If you are coming from OpenCode, you usually do not need to rewrite your whole agent. In most cases, porting is just:

  1. Keep the agent markdown/frontmatter structure.
  2. Move OpenCode-style tool permissions into Pi's tools section.
  3. Move external_directory and doom_loop into special.
  4. Split MCP proxy target rules into mcp and direct registered tool rules into tools.

Features

  • Tool Filtering — Hides disallowed tools from the agent before it starts (reduces "try another tool" behavior)
  • System Prompt Sanitization — Removes denied tool entries from the Available tools: system prompt section so the agent only sees tools it can actually call
  • Runtime Enforcement — Blocks/asks/allows at tool call time with UI confirmation dialogs and readable approval summaries
  • Bash Command Control — Wildcard pattern matching for granular bash command permissions
  • MCP Access Control — Server and tool-level permissions for MCP operations
  • Skill Protection — Controls which skills can be loaded or read from disk, including multi-block prompt sanitization
  • Per-Agent Overrides — Agent-specific permission policies via YAML frontmatter
  • Subagent Permission Forwarding — Forwards ask confirmations from non-UI subagents back to the main interactive session
  • Runtime YOLO Control — Lets users toggle yolo mode from the settings modal and lets other extensions toggle it through the runtime API
  • File-Based Review Logging — Writes permission request/denial review entries to a file by default for later auditing
  • Optional Debug Logging — Keeps verbose extension diagnostics in a separate file when enabled in config.json
  • JSON Schema Validation — Full schema for editor autocomplete and config validation
  • External Directory Guard — Enforces special.external_directory for path-bearing file tools that target paths outside the active working directory

Installation

npm package

pi install npm:pi-permission-system

Local extension folder

Place this folder in one of the following locations:

| Scope | Path | |---------|------| | Global default | ~/.pi/agent/extensions/pi-permission-system (respects PI_CODING_AGENT_DIR) | | Project | .pi/extensions/pi-permission-system |

Pi auto-discovers extensions in these paths.

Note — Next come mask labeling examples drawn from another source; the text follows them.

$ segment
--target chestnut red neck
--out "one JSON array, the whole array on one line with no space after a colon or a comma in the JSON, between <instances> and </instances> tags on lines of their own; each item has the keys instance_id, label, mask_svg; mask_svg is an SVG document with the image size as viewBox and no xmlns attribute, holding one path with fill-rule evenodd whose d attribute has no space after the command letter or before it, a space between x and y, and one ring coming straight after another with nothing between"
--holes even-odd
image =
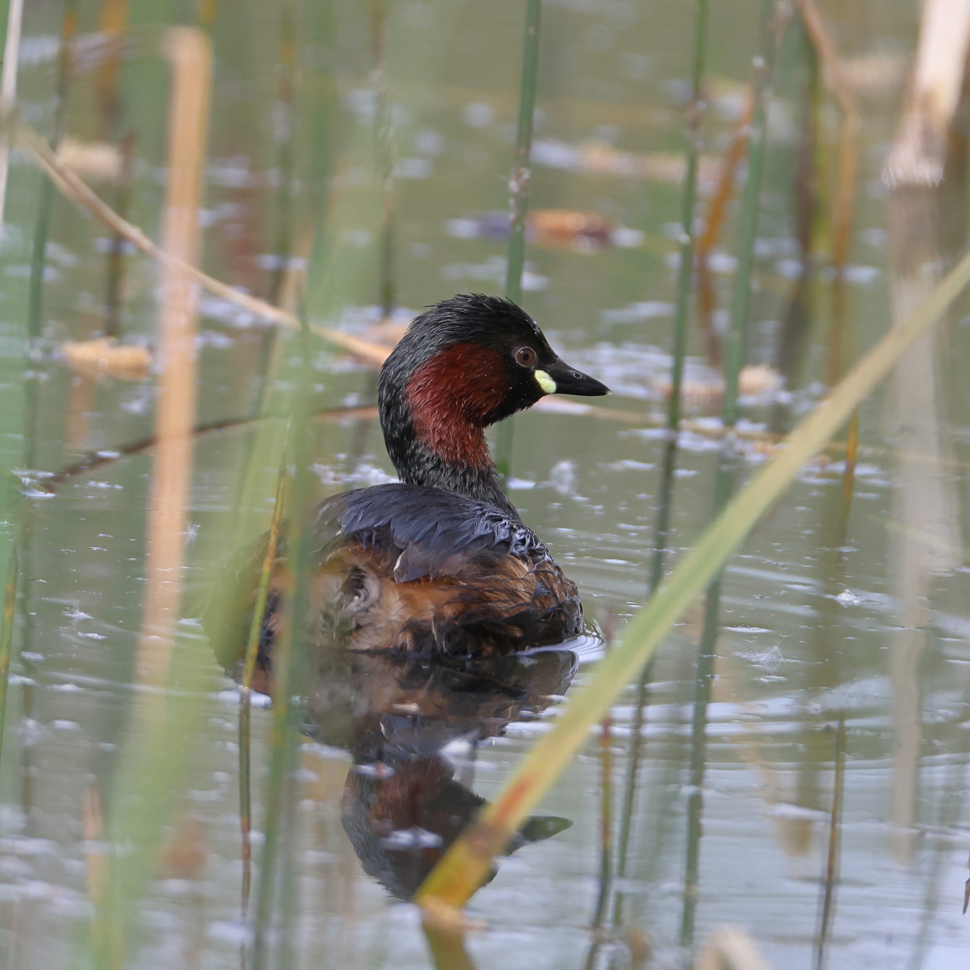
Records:
<instances>
[{"instance_id":1,"label":"chestnut red neck","mask_svg":"<svg viewBox=\"0 0 970 970\"><path fill-rule=\"evenodd\" d=\"M485 428L508 393L501 354L453 343L419 367L404 386L417 440L449 465L493 468Z\"/></svg>"},{"instance_id":2,"label":"chestnut red neck","mask_svg":"<svg viewBox=\"0 0 970 970\"><path fill-rule=\"evenodd\" d=\"M383 377L381 429L401 480L458 492L518 519L485 439L485 428L503 416L508 395L502 355L454 342L409 372Z\"/></svg>"}]
</instances>

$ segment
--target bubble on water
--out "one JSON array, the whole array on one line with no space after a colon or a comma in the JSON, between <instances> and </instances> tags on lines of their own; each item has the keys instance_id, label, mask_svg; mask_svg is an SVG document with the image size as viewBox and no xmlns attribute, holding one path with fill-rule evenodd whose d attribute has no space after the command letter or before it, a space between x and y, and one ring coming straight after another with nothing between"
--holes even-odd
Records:
<instances>
[{"instance_id":1,"label":"bubble on water","mask_svg":"<svg viewBox=\"0 0 970 970\"><path fill-rule=\"evenodd\" d=\"M436 849L443 844L440 835L429 832L427 828L414 825L412 828L399 828L380 840L385 849Z\"/></svg>"}]
</instances>

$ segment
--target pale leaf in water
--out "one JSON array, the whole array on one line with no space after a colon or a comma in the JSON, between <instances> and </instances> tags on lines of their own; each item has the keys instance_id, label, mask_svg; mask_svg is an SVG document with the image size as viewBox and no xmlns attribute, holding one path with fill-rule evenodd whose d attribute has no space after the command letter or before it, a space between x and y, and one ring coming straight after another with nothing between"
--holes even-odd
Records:
<instances>
[{"instance_id":1,"label":"pale leaf in water","mask_svg":"<svg viewBox=\"0 0 970 970\"><path fill-rule=\"evenodd\" d=\"M65 340L60 352L68 367L84 377L144 380L151 365L147 348L118 343L108 337Z\"/></svg>"},{"instance_id":2,"label":"pale leaf in water","mask_svg":"<svg viewBox=\"0 0 970 970\"><path fill-rule=\"evenodd\" d=\"M121 178L123 158L121 149L105 142L81 142L65 138L57 146L57 161L82 178L97 181L116 180Z\"/></svg>"}]
</instances>

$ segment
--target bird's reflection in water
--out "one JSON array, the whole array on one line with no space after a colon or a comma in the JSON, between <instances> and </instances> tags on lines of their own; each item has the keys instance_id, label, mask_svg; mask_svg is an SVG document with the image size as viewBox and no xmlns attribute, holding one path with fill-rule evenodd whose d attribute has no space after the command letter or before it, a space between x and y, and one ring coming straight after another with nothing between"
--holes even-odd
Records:
<instances>
[{"instance_id":1,"label":"bird's reflection in water","mask_svg":"<svg viewBox=\"0 0 970 970\"><path fill-rule=\"evenodd\" d=\"M341 817L365 872L409 899L485 804L460 777L473 746L538 717L568 688L575 666L568 651L451 663L329 657L307 697L307 730L353 755ZM534 816L507 852L570 824Z\"/></svg>"},{"instance_id":2,"label":"bird's reflection in water","mask_svg":"<svg viewBox=\"0 0 970 970\"><path fill-rule=\"evenodd\" d=\"M310 653L302 730L353 756L343 828L364 871L400 899L414 894L485 804L461 777L475 746L538 718L566 692L577 664L566 649L475 659L319 645ZM226 666L238 676L238 663ZM272 680L264 658L257 689L272 693ZM506 853L571 824L534 816Z\"/></svg>"}]
</instances>

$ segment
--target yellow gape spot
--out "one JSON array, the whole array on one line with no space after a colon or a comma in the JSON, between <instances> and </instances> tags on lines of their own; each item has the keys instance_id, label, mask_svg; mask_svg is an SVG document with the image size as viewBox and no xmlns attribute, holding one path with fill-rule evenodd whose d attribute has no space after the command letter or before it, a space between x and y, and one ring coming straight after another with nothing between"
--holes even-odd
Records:
<instances>
[{"instance_id":1,"label":"yellow gape spot","mask_svg":"<svg viewBox=\"0 0 970 970\"><path fill-rule=\"evenodd\" d=\"M536 371L535 380L546 394L556 393L556 381L554 381L552 377L545 372L545 371Z\"/></svg>"}]
</instances>

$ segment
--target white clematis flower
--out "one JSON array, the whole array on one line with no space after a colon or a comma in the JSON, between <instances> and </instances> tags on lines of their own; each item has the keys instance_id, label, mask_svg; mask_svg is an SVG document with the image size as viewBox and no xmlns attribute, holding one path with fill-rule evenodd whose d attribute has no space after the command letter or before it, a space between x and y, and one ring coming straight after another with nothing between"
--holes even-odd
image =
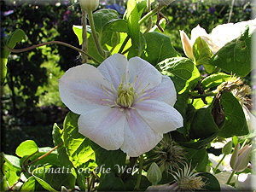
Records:
<instances>
[{"instance_id":1,"label":"white clematis flower","mask_svg":"<svg viewBox=\"0 0 256 192\"><path fill-rule=\"evenodd\" d=\"M79 131L107 150L139 156L183 126L173 82L139 57L115 54L97 68L72 67L59 88L65 105L81 114Z\"/></svg>"},{"instance_id":2,"label":"white clematis flower","mask_svg":"<svg viewBox=\"0 0 256 192\"><path fill-rule=\"evenodd\" d=\"M210 49L214 53L216 53L224 45L225 45L225 44L232 41L235 38L237 38L247 25L253 25L253 27L252 27L252 29L250 30L254 30L254 28L256 27L256 19L235 24L226 23L218 25L212 30L212 32L210 34L208 34L204 28L201 27L198 25L196 27L191 30L191 40L189 40L183 31L180 31L183 50L186 55L193 60L193 44L195 42L196 38L198 37L201 37L207 43ZM189 44L188 44L188 42Z\"/></svg>"}]
</instances>

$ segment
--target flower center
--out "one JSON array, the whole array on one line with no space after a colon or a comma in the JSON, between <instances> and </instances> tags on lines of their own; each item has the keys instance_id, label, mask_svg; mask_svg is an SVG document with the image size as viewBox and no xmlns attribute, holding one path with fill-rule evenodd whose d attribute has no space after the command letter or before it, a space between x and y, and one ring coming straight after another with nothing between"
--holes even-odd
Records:
<instances>
[{"instance_id":1,"label":"flower center","mask_svg":"<svg viewBox=\"0 0 256 192\"><path fill-rule=\"evenodd\" d=\"M130 83L125 84L122 81L117 90L117 104L123 108L131 108L136 96L136 90Z\"/></svg>"}]
</instances>

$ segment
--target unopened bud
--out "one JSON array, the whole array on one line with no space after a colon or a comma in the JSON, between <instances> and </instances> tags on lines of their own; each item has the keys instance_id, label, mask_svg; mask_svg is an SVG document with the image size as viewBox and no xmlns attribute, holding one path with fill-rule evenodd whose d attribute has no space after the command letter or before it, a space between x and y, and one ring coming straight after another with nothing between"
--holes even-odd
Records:
<instances>
[{"instance_id":1,"label":"unopened bud","mask_svg":"<svg viewBox=\"0 0 256 192\"><path fill-rule=\"evenodd\" d=\"M161 180L162 173L156 163L154 162L151 164L147 173L147 177L153 185L156 185Z\"/></svg>"},{"instance_id":2,"label":"unopened bud","mask_svg":"<svg viewBox=\"0 0 256 192\"><path fill-rule=\"evenodd\" d=\"M222 148L222 153L227 155L231 153L231 150L232 150L232 141L230 141Z\"/></svg>"},{"instance_id":3,"label":"unopened bud","mask_svg":"<svg viewBox=\"0 0 256 192\"><path fill-rule=\"evenodd\" d=\"M240 148L240 144L237 143L230 160L230 166L236 172L241 172L247 168L251 153L251 145L246 145Z\"/></svg>"},{"instance_id":4,"label":"unopened bud","mask_svg":"<svg viewBox=\"0 0 256 192\"><path fill-rule=\"evenodd\" d=\"M183 48L185 55L191 60L194 60L193 48L190 44L190 39L183 31L179 31Z\"/></svg>"},{"instance_id":5,"label":"unopened bud","mask_svg":"<svg viewBox=\"0 0 256 192\"><path fill-rule=\"evenodd\" d=\"M161 8L161 7L168 6L172 2L174 2L174 0L160 0L159 3Z\"/></svg>"},{"instance_id":6,"label":"unopened bud","mask_svg":"<svg viewBox=\"0 0 256 192\"><path fill-rule=\"evenodd\" d=\"M99 0L80 0L82 10L93 11L99 7Z\"/></svg>"}]
</instances>

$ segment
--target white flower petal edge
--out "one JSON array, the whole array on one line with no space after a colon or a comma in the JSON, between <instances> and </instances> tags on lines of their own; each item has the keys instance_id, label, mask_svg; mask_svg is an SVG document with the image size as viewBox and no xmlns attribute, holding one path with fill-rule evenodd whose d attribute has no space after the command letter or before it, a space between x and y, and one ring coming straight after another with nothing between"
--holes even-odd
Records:
<instances>
[{"instance_id":1,"label":"white flower petal edge","mask_svg":"<svg viewBox=\"0 0 256 192\"><path fill-rule=\"evenodd\" d=\"M155 131L166 133L183 125L182 115L172 106L158 101L147 100L136 105L136 110Z\"/></svg>"},{"instance_id":2,"label":"white flower petal edge","mask_svg":"<svg viewBox=\"0 0 256 192\"><path fill-rule=\"evenodd\" d=\"M59 79L59 92L63 103L73 113L82 114L102 105L108 98L102 85L109 84L99 70L87 64L68 69Z\"/></svg>"},{"instance_id":3,"label":"white flower petal edge","mask_svg":"<svg viewBox=\"0 0 256 192\"><path fill-rule=\"evenodd\" d=\"M79 132L107 150L116 150L124 143L125 115L119 108L102 106L81 114Z\"/></svg>"},{"instance_id":4,"label":"white flower petal edge","mask_svg":"<svg viewBox=\"0 0 256 192\"><path fill-rule=\"evenodd\" d=\"M152 130L136 110L127 112L121 150L131 157L137 157L154 148L163 134Z\"/></svg>"}]
</instances>

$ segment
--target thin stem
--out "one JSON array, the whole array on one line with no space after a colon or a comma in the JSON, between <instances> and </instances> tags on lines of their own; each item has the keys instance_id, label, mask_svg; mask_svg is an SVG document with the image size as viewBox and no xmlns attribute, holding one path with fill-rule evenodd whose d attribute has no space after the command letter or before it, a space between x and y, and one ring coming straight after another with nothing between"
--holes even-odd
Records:
<instances>
[{"instance_id":1,"label":"thin stem","mask_svg":"<svg viewBox=\"0 0 256 192\"><path fill-rule=\"evenodd\" d=\"M222 157L222 159L219 160L219 162L218 163L217 166L213 169L213 172L216 173L216 171L218 169L218 167L219 166L219 165L222 163L222 161L224 160L224 159L225 158L226 154L224 154L224 156Z\"/></svg>"},{"instance_id":2,"label":"thin stem","mask_svg":"<svg viewBox=\"0 0 256 192\"><path fill-rule=\"evenodd\" d=\"M148 11L149 13L151 11L151 0L147 1L147 7L148 7ZM151 16L151 17L149 17L149 20L148 20L148 26L147 30L144 32L143 35L148 33L150 31L150 29L152 28L152 24L153 24L153 19Z\"/></svg>"},{"instance_id":3,"label":"thin stem","mask_svg":"<svg viewBox=\"0 0 256 192\"><path fill-rule=\"evenodd\" d=\"M125 38L125 41L124 41L123 44L122 44L122 46L120 47L120 49L119 49L119 54L122 53L122 51L123 51L123 49L125 49L125 47L126 44L128 43L129 39L130 39L130 36L127 35L127 37Z\"/></svg>"},{"instance_id":4,"label":"thin stem","mask_svg":"<svg viewBox=\"0 0 256 192\"><path fill-rule=\"evenodd\" d=\"M231 9L230 9L230 15L229 15L228 23L230 22L230 20L231 20L234 4L235 4L235 0L232 0L232 4L231 4Z\"/></svg>"},{"instance_id":5,"label":"thin stem","mask_svg":"<svg viewBox=\"0 0 256 192\"><path fill-rule=\"evenodd\" d=\"M134 187L134 190L138 190L140 189L140 183L142 180L142 173L143 173L143 154L140 156L140 164L139 164L139 174L137 178L137 183Z\"/></svg>"},{"instance_id":6,"label":"thin stem","mask_svg":"<svg viewBox=\"0 0 256 192\"><path fill-rule=\"evenodd\" d=\"M98 53L100 54L101 56L105 58L106 57L105 53L102 49L102 46L100 44L100 42L98 40L97 34L96 34L96 29L95 29L92 11L88 11L88 18L89 18L90 26L91 32L92 32L92 35L93 35L94 42L95 42L95 44L96 44L96 49L98 50Z\"/></svg>"},{"instance_id":7,"label":"thin stem","mask_svg":"<svg viewBox=\"0 0 256 192\"><path fill-rule=\"evenodd\" d=\"M229 180L227 181L227 184L230 184L230 181L231 181L231 179L232 179L232 177L233 177L233 176L235 175L236 172L235 170L232 172L231 175L229 177Z\"/></svg>"},{"instance_id":8,"label":"thin stem","mask_svg":"<svg viewBox=\"0 0 256 192\"><path fill-rule=\"evenodd\" d=\"M57 146L54 147L50 151L47 152L46 154L43 154L42 156L38 157L38 159L31 161L28 164L26 164L24 166L30 166L31 164L33 164L34 162L37 162L38 160L43 159L44 157L47 156L48 154L49 154L51 152L53 152L54 150L55 150L56 148L58 148L60 146L61 146L64 143L62 142L61 143L58 144ZM24 160L25 162L25 160Z\"/></svg>"},{"instance_id":9,"label":"thin stem","mask_svg":"<svg viewBox=\"0 0 256 192\"><path fill-rule=\"evenodd\" d=\"M115 32L115 37L116 37L116 41L114 43L114 45L111 49L110 53L112 53L113 51L114 48L116 47L116 45L118 45L118 44L119 42L119 33L117 32Z\"/></svg>"},{"instance_id":10,"label":"thin stem","mask_svg":"<svg viewBox=\"0 0 256 192\"><path fill-rule=\"evenodd\" d=\"M202 97L210 96L216 96L217 94L218 94L218 92L213 90L211 92L207 92L207 93L204 93L204 94L197 95L197 96L190 95L189 97L192 99L198 99L198 98L202 98Z\"/></svg>"},{"instance_id":11,"label":"thin stem","mask_svg":"<svg viewBox=\"0 0 256 192\"><path fill-rule=\"evenodd\" d=\"M87 31L86 31L86 11L82 10L82 26L83 26L83 32L82 32L82 50L87 53L88 50L88 43L87 43ZM82 55L82 63L87 62L87 56L86 55Z\"/></svg>"},{"instance_id":12,"label":"thin stem","mask_svg":"<svg viewBox=\"0 0 256 192\"><path fill-rule=\"evenodd\" d=\"M242 145L241 146L241 148L242 148L245 146L247 142L247 139L244 140L244 142L242 143Z\"/></svg>"},{"instance_id":13,"label":"thin stem","mask_svg":"<svg viewBox=\"0 0 256 192\"><path fill-rule=\"evenodd\" d=\"M61 45L64 45L64 46L67 46L67 47L69 47L73 49L75 49L77 51L79 51L79 53L82 53L82 54L84 54L85 55L87 55L88 57L90 57L91 60L93 60L96 63L101 63L99 61L97 61L96 59L95 59L94 57L90 56L89 54L87 54L86 52L84 52L84 50L79 49L79 48L76 48L75 46L73 46L71 44L66 44L64 42L61 42L61 41L50 41L50 42L46 42L46 43L43 43L43 44L36 44L36 45L32 45L31 47L28 47L28 48L24 48L24 49L11 49L9 47L8 47L8 49L13 53L20 53L20 52L24 52L24 51L27 51L27 50L31 50L31 49L36 49L36 48L38 48L38 47L41 47L41 46L44 46L44 45L47 45L47 44L61 44Z\"/></svg>"}]
</instances>

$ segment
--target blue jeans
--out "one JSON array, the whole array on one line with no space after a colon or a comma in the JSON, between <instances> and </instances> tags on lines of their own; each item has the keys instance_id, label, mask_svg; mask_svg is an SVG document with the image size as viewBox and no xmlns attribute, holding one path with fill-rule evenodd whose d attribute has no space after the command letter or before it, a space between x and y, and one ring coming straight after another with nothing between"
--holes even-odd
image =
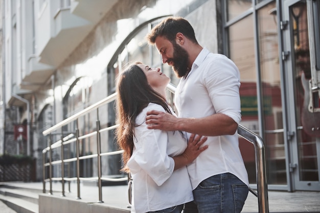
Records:
<instances>
[{"instance_id":1,"label":"blue jeans","mask_svg":"<svg viewBox=\"0 0 320 213\"><path fill-rule=\"evenodd\" d=\"M179 205L175 206L170 207L162 210L155 211L149 211L147 213L180 213L184 208L184 205Z\"/></svg>"},{"instance_id":2,"label":"blue jeans","mask_svg":"<svg viewBox=\"0 0 320 213\"><path fill-rule=\"evenodd\" d=\"M199 213L238 213L248 196L248 187L227 173L211 176L193 190Z\"/></svg>"}]
</instances>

Tip: All ~/.pi/agent paths shown in this document are defaults. If the PI_CODING_AGENT_DIR environment variable is set, pi uses that directory instead. The extension automatically follows pi's getAgentDir() helper for extension installation, session directories, and extension-local config paths. If you need policy lookup to come from a different global agent root, set PI_PERMISSION_SYSTEM_POLICY_AGENT_DIR.

Usage

Quick Start

  1. Create the global policy file at the Pi agent runtime root (default: ~/.pi/agent/pi-permissions.jsonc, respects PI_CODING_AGENT_DIR):
{
  "defaultPolicy": {
    "tools": "ask",
    "bash": "ask",
    "mcp": "ask",
    "skills": "ask",
    "special": "ask"
  },
  "tools": {
    "read": "allow",
    "write": "deny"
  }
}
  1. Start Pi — the extension automatically loads and enforces your policy.

Permission States

All permissions use one of three states:

| State | Behavior | |---------|---------------------------------------------| | allow | Permits the action silently | | deny | Blocks the action with an error message | | ask | Prompts the user for confirmation via UI |

Pi Integration Hooks

The extension integrates via Pi's lifecycle hooks:

| Hook | Behavior | |----------------------|-------------------------------------------------------------------------------------------| | before_agent_start | Filters active tools, removes denied tool entries from the system prompt, and hides denied skills | | tool_call | Enforces permissions for every tool invocation | | input | Intercepts /skill:<name> requests and enforces skill policy |

Additional behaviors:

  • Unknown/unregistered tools are blocked before permission checks (prevents bypass attempts)
  • The Available tools: system prompt section is rewritten to match the filtered active tool set
  • Extension-provided tools like task, mcp, and third-party tools are handled through the same registered-tool permission layer instead of private built-in hardcodes
  • When a subagent hits an ask permission without direct UI access, the request can be forwarded to the main interactive session for confirmation
  • Generic extension-tool approval prompts include a bounded input preview; built-in file tools use concise human-readable summaries instead of raw multiline JSON
  • Permission review logs include requested bash command text plus redacted prompt/input metadata for auditing without writing raw prompts or generic tool payload previews
  • Path-bearing file tools (read, write, edit, find, grep, ls) evaluate special.external_directory before their normal tool permission when an explicit path points outside ctx.cwd

Configuration

Extension Config File

Location: global Pi extension config (default: ~/.pi/agent/extensions/pi-permission-system/config.json, respects PI_CODING_AGENT_DIR)

Set PI_PERMISSION_SYSTEM_CONFIG_PATH to point this extension at a specific config file when the default global path is not appropriate.

The extension creates this file automatically when it is missing. It controls extension-local logging behavior and yolo mode defaults:

{
  "debugLog": false,
  "permissionReviewLog": true,
  "yoloMode": false
}

| Key | Default | Description | |-----|---------|-------------| | debugLog | false | Enables verbose diagnostic logging to logs/pi-permission-system-debug.jsonl | | permissionReviewLog | true | Enables the permission request/denial review log at logs/pi-permission-system-permission-review.jsonl | | yoloMode | false | Auto-approves ask results instead of prompting when yolo mode is enabled |

Both logs write to files only under the extension directory by default. Set PI_PERMISSION_SYSTEM_LOGS_DIR to redirect review/debug logs to a specific directory. No debug output is printed to the terminal.

Runtime YOLO Control

Use /permission-system to open the settings modal and inspect or change yolo mode interactively.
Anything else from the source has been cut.